NEW DELHI, July 22: Congress party stalwart Pranab Mukherjee, shored up by the left and the right of the spectrum, was elected on Sunday India’s 13th President, a largely ceremonial post that can acquire crucial powers in the current climate of inconclusive polls and fractious coalition governments.

Mr Mukherjee was declared the winner with close to 70 per cent of the votes cast by an electoral college of state legislators and federal MPs against a remaining 30 per cent going to former Lok Sabha speaker P. A. Sangma.

Reports said Mr Sangma was among the national leaders to congratulate Mr Mukherjee but he had not withdrawn a threat to take the presidential election to the court.

The Press Trust of India quoted Mr Sangma as saying the election process was “exceptionally partisan”.

He alleged that states not ruled by the Congress or its allies were lured with packages and inducements and even given threats.

Mr Sangma was backed in the contest by the main opposition Bharatiya Janata Party, along with a few regional groups.

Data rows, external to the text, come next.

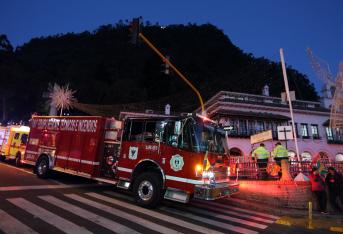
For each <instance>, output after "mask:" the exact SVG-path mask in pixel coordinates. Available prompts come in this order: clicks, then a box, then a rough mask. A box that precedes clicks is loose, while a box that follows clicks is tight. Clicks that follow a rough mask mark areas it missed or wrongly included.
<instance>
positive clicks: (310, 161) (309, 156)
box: [301, 151, 312, 162]
mask: <svg viewBox="0 0 343 234" xmlns="http://www.w3.org/2000/svg"><path fill="white" fill-rule="evenodd" d="M301 161H303V162H311V161H312V155H311V154H310V153H309V152H307V151H305V152H303V153H302V154H301Z"/></svg>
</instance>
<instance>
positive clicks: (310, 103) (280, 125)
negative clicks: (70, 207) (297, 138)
mask: <svg viewBox="0 0 343 234" xmlns="http://www.w3.org/2000/svg"><path fill="white" fill-rule="evenodd" d="M266 95H268V92H264V96H262V95H251V94H245V93H235V92H227V91H220V92H218V93H217V94H216V95H215V96H213V97H212V98H211V99H209V100H208V101H207V102H206V103H205V109H206V112H207V114H208V116H209V117H210V118H212V119H214V120H217V121H218V122H219V123H220V124H222V125H223V126H232V130H230V131H229V133H228V135H229V148H230V153H231V155H237V156H244V157H250V155H251V151H252V149H253V147H257V145H255V146H252V145H251V144H250V135H254V134H256V133H258V132H262V131H265V130H272V131H273V138H274V139H273V140H270V141H266V142H264V143H265V145H266V147H267V149H268V150H272V149H273V147H274V145H275V143H276V142H277V141H278V139H277V126H283V125H291V118H290V112H289V106H288V104H287V103H286V102H283V101H282V99H281V98H278V97H270V96H266ZM292 104H293V109H294V122H295V126H296V132H297V136H298V146H299V153H300V155H301V158H302V160H312V159H314V157H318V156H321V157H325V158H328V159H330V160H332V161H341V162H343V133H339V132H336V131H333V130H332V129H330V128H329V127H328V125H329V118H330V110H329V109H327V108H324V107H323V106H322V105H321V103H320V102H310V101H299V100H295V101H292ZM282 143H283V144H284V145H285V144H286V142H285V141H283V142H282ZM287 148H288V150H289V152H290V156H291V157H294V156H295V154H296V153H295V152H296V150H295V144H294V141H293V140H290V141H288V142H287Z"/></svg>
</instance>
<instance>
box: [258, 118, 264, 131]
mask: <svg viewBox="0 0 343 234" xmlns="http://www.w3.org/2000/svg"><path fill="white" fill-rule="evenodd" d="M256 131H257V132H262V131H264V122H263V121H260V120H258V121H257V125H256Z"/></svg>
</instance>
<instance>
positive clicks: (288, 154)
mask: <svg viewBox="0 0 343 234" xmlns="http://www.w3.org/2000/svg"><path fill="white" fill-rule="evenodd" d="M288 157H289V159H290V160H291V161H297V160H298V159H297V156H296V153H295V152H294V151H292V150H289V151H288Z"/></svg>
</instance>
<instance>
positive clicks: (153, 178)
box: [133, 172, 163, 208]
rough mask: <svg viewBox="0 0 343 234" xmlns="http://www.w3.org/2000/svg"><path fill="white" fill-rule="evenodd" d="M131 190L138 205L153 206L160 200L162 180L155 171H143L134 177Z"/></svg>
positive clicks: (151, 206) (140, 205)
mask: <svg viewBox="0 0 343 234" xmlns="http://www.w3.org/2000/svg"><path fill="white" fill-rule="evenodd" d="M133 192H134V195H135V201H136V203H137V204H138V205H140V206H143V207H147V208H155V207H156V206H157V205H158V204H159V203H160V201H161V200H162V196H163V191H162V180H161V178H159V176H158V174H157V173H153V172H145V173H143V174H141V175H139V176H138V177H137V178H136V179H135V182H134V184H133Z"/></svg>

The Congress nominee was supported curiously enough by Mumbai’s Hindu chauvinist Shiv Sena and the communist-led Left Front, reflecting a consensus on a candidate who claims unprecedented corporate support.

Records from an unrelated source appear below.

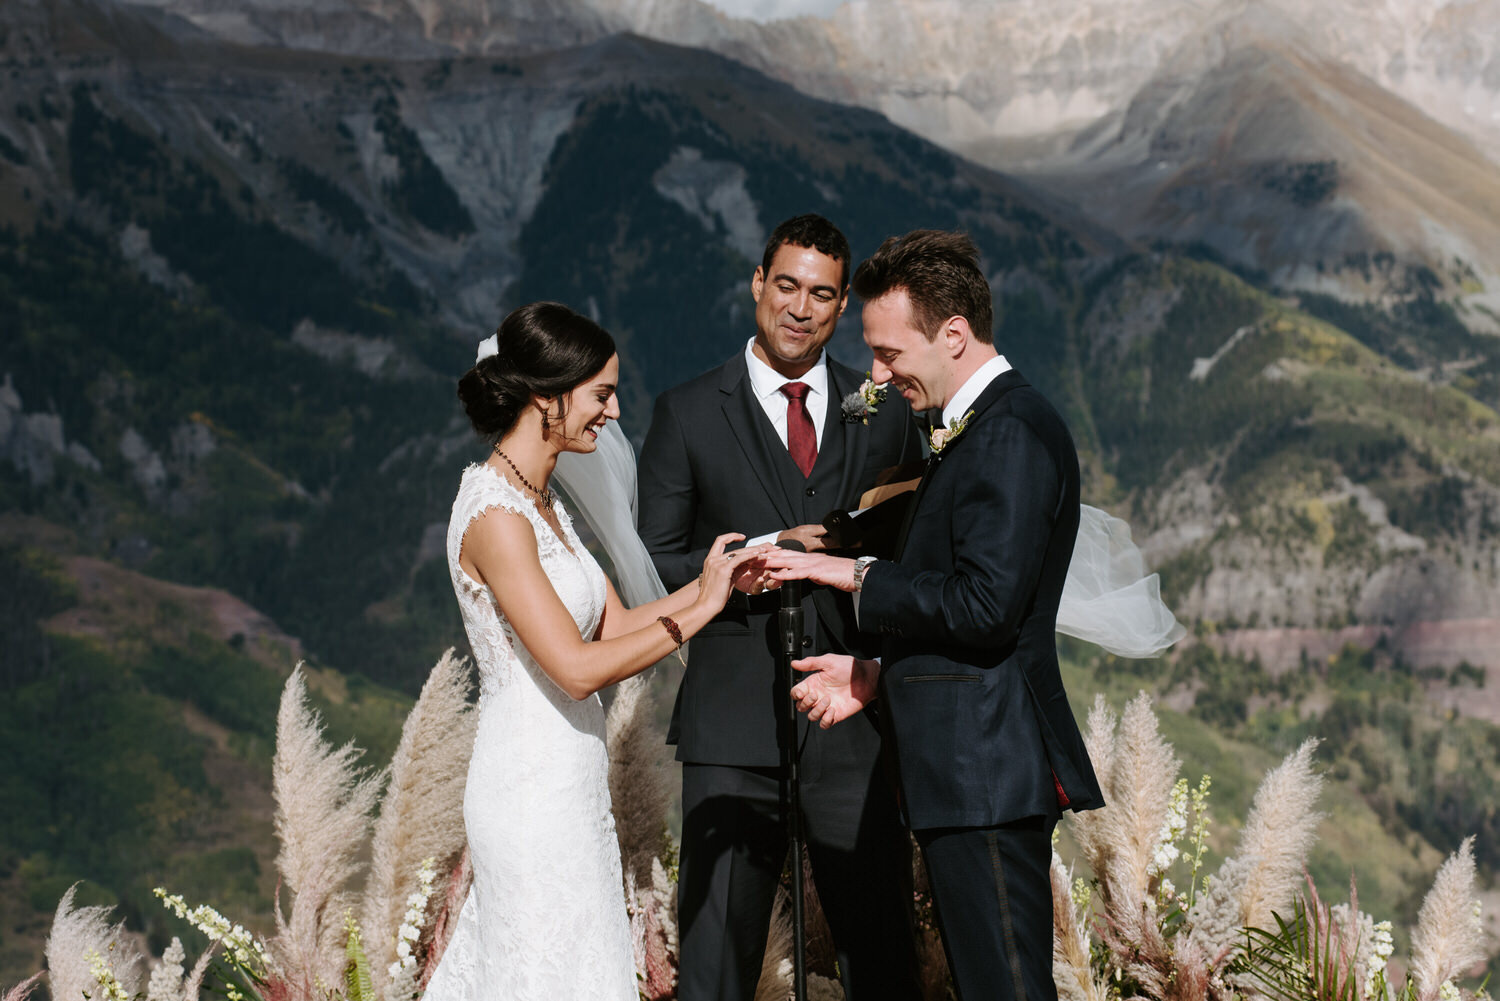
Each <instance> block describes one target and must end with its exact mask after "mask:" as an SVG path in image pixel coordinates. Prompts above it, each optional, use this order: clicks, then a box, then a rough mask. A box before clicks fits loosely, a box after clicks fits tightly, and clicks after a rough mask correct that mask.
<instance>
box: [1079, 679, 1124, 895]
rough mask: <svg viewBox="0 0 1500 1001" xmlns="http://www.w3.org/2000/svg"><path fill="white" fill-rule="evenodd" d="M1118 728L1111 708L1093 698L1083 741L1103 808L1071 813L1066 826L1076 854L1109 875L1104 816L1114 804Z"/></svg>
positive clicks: (1105, 825)
mask: <svg viewBox="0 0 1500 1001" xmlns="http://www.w3.org/2000/svg"><path fill="white" fill-rule="evenodd" d="M1118 726H1119V717H1118V716H1115V710H1112V708H1110V705H1109V702H1106V701H1104V696H1103V695H1095V696H1094V708H1092V710H1089V722H1088V734H1086V735H1085V738H1083V744H1085V747H1086V749H1088V752H1089V761H1092V762H1094V773H1095V774H1097V776H1098V779H1100V785H1101V786H1104V788H1103V791H1104V801H1106V807H1104V809H1101V810H1085V812H1083V813H1071V815H1070V816H1068V827H1070V830H1071V831H1073V839H1074V840H1076V842H1077V845H1079V852H1080V854H1082V855H1083V858H1085V860H1086V861H1088V863H1089V869H1092V870H1094V872H1095V873H1104V872H1109V867H1110V858H1112V842H1110V839H1109V837H1107V836H1106V827H1107V822H1106V813H1107V812H1109V806H1110V804H1112V803H1113V798H1112V797H1113V789H1110V788H1109V786H1110V782H1109V779H1110V770H1112V761H1113V759H1115V738H1116V734H1115V731H1116V728H1118Z"/></svg>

Mr Sangma said he saw a compelling need for formulating an election code of conduct for the presidential and vice presidential polls. A code will ensure free and fair elections, he said.

“The process in this presidential election has been exceptionally partisan and political,” PTI quoted him as saying. “The public perception is certainly that in identification and projection of its candidate, UPA did not genuinely build consensus and that it persuaded political parties commanding major sections of the presidential electoral college by economic and other packages...as well as inducements, threats and promises,” Mr Sangma told reporters in New Delhi.

He alleged that the spirit of secrecy of ballot was “thrown to the wind”. Reports said several BJP MPs and state legislators had voted against their party’s choice and in favour of Mr Mukherjee. On moving the courts, Mr Sangma said: “For the survival of democracy, logically it should be... but I have not taken a final decision...The day after tomorrow we will meet and take a final decision.”

Mr Mukherjee, 77, was inducted as finance minister in Indira Gandhi’s cabinet in 1982 but was shunned by her son during his 1984-89 tenure, mainly to thwart a lobby that wanted Mr Mukherjee to succeed the slain Mrs Gandhi as prime minister. He endeared himself to the current Congress leadership by controversially leading a “coup” against a rare backward caste Congress president Sitaram Kesri who was replaced by Ms Sonia Gandhi.

The win in the presidential poll has buoyed the politically stymied and scam-tainted Congress although Mr Mukherjee’s victory has also triggered a jockeying by powerful straps for several key posts he vacated. The new president will be formally sworn in on Wednesday.